LLMs in high-stakes domains suffer from a documented failure mode: **overconfidence**. A model that approves or denies an insurance claim with 100 % certainty — but is wrong — causes real harm. The [CAPO paper (arXiv:2604.12632, 2026)](https://arxiv.org/abs/2604.12632) measures up to a 15 % AUC drop in standard GRPO training. [DCPO (arXiv:2603.09117, 2026)](https://arxiv.org/abs/2603.09117) shows a 71 % Expected-Calibration-Error reduction is achievable when calibration is treated as a first-class objective.

**Why this matters now.** Indian health-insurance fraud, waste & abuse drains **₹8,000–10,000 crore every year** ([BCG × Medi Assist, Nov 2025](https://www.business-standard.com/industry/news/insurance-fwa-drains-rs10000cr-each-year-bcg-mediassist-report-125112101199_1.html)) — about 8 % of all claim payouts. From April 2026, the [IRDAI Insurance Fraud Monitoring Framework Guidelines, 2025](https://irdai.gov.in/) make every insurer legally responsible for catching it. The obvious tool is AI — but standard RL training pushes models in exactly the wrong direction.

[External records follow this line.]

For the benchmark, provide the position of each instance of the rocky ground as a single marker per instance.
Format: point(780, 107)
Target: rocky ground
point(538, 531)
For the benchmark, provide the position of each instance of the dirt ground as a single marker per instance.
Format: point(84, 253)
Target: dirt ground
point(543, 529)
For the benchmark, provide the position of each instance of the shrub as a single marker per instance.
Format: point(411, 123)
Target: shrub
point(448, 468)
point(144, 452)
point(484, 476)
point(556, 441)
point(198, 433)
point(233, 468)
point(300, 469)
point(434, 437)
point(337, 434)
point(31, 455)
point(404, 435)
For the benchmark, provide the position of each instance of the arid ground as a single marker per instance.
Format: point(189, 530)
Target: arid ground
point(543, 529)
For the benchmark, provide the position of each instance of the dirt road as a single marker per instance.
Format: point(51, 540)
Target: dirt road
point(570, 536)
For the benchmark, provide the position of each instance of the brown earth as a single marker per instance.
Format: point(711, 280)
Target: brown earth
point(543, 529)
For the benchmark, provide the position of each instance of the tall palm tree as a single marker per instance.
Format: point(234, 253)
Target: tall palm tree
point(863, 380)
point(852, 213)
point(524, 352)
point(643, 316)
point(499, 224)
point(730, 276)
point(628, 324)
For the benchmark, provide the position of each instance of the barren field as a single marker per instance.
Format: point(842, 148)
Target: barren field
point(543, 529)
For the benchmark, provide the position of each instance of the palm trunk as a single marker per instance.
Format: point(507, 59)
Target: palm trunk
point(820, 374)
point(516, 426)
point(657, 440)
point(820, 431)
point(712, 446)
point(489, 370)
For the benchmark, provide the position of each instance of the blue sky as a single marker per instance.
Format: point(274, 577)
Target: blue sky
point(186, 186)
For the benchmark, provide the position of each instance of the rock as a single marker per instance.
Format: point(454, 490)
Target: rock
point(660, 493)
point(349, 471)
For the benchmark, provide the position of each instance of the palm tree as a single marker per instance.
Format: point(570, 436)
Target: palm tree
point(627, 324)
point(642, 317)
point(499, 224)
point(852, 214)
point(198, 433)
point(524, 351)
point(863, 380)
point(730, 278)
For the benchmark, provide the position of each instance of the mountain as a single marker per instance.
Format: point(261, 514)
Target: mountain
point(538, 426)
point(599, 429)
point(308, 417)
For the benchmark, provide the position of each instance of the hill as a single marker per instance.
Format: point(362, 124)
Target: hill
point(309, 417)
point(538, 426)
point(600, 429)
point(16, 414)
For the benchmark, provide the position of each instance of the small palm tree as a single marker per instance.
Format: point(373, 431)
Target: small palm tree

**ClaimCourt is the direct fix.** A reward surface that penalises overconfident wrong answers more severely than uncertain ones, teaching models *when* to be confident, not just what to say.

---

## 2. The Environment — what the agent sees, does, and gets rewarded for

### What the agent sees
A claim object: claimant identity, incident details, policy history, attached documents, and the list of available actions. After every action: updated documents, discovered fraud signals, action history, and a partial reward breakdown.

### What the agent does
The agent investigates step-by-step before committing.

| Action class | Examples | Confidence required? |
|---|---|---|
| **Investigative** | `validate_document`, `flag_fraud_signal`, `query_historical_data`, `query_linked_claim`, `verify_identity`, `convene_debate_panel` | No |
| **Terminal** | `approve_claim`, `deny_claim`, `escalate_to_human`, `request_investigation` | **Yes — HIGH / MED / LOW** |

### What the agent gets rewarded for — the 3×2 Calibration Matrix (the core innovation)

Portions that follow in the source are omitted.